If any of your cleanBib.csv entries are incomplete or contain first initials, the code will not continue to the stage that will use your limited free credits. Please manually edit the cleanedBib.csv by downloading the file, modifying it, and re-uploading it. Common issues include: bibliography entry did not include a last author because the author list was truncated by "and Others" or "et al." Some older journals articles only provide first initial and not full first names, in which case you will need to go digging via Google to identify that person. In rare cases where the author cannot be identified even after searching by hand, replace the first name with "UNKNOWNNAME" so that the classifier will estimate the gender as unknown. 

__NOTE__: your free account has 500 queries per month. This box contains the code that will use your limited API credits/queries if it runs without error. Re-running all code repeatedly will repeatedly use these credits.

### Describe the proportions of genders in your reference list and compare it to published base rates in neuroscience.

The output will provide a frequency count for male-male, male-female, female-male, and female-female. Your reference proportions will be displayed next to expected proportions in the field of neuroscience. We print the proportion difference relative to expected proportions for neuroscience.

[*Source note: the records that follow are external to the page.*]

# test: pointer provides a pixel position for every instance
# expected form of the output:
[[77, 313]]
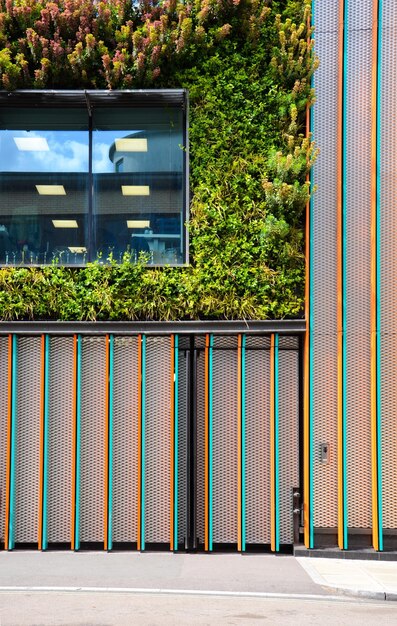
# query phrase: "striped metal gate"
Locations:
[[143, 441]]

OPTIONALLY: Modify Authors.csv, re-upload your manually modified Authors.csv, uncomment #names<-read.csv('Authors.csv'), and rerun the second box/section. This box does NOT contain code that will use your limited API credits/queries.

### (OPTIONAL) Color-code your .tex file using the estimated gender classifications

Running this code-block will optionally output your uploaded `.tex` file with color-coding for gender pair classifications.

In [None]:
cite_gender = pd.read_csv(homedir+'Authors.csv') # output of getReferenceGends.ipynb
cite_gender.index = cite_gender.CitationKey
cite_gender['Color'] = '' # what color to make each gender category
colors = {'MM':'red','MW':'blue','WW':'green','WM':'magenta','UU':'black',
'MU':'black','UM':'black','UW':'black','WU':'black'}
for idx in cite_gender.index: # loop through each citation key and set color
    cite_gender.loc[idx,'Color'] = colors[cite_gender.loc[idx,'GendCat']]
cite_gender.loc[cite_gender.index[cite_gender.SelfCite=='Y'],'Color'] = 'black' # make self citations black

fin = open(homedir+tex_file)
texdoc=fin.readlines()
with open(homedir+tex_file[:-4]+'_gendercolor.tex','w') as fout:
    for i in range(len(texdoc)):
        s = texdoc[i]
        cite_instances = re.findall('\\\\cite\{.*?\}',s)
        cite_keys = re.findall('\\\\cite\{(.*?)\}',s)
        cite_keys = [x.split(',') for x in cite_keys]
        cite_keys_sub = [['\\textcolor{' + cite_gender.loc[x.strip(),'Color'] + '}{\\cite{'+x.strip()+'}}' for x in cite_instance] for cite_instance in cite_keys]
        cite_keys_sub = ['\\textsuperscript{,}'.join(x) for x in cite_keys_sub]
        for idx,cite_instance in enumerate(cite_instances):
            s = s.replace(cite_instances[idx],cite_keys_sub[idx])
        fout.write(s)
        # place color key after abstract
        if '\\section*{Introduction}\n' in s:            
            l = ['\\textcolor{' + colors[k] + '}{'+k+'}' for k in colors.keys()]
            fout.write('\tKey: '+ ', '.join(l)+'.\n')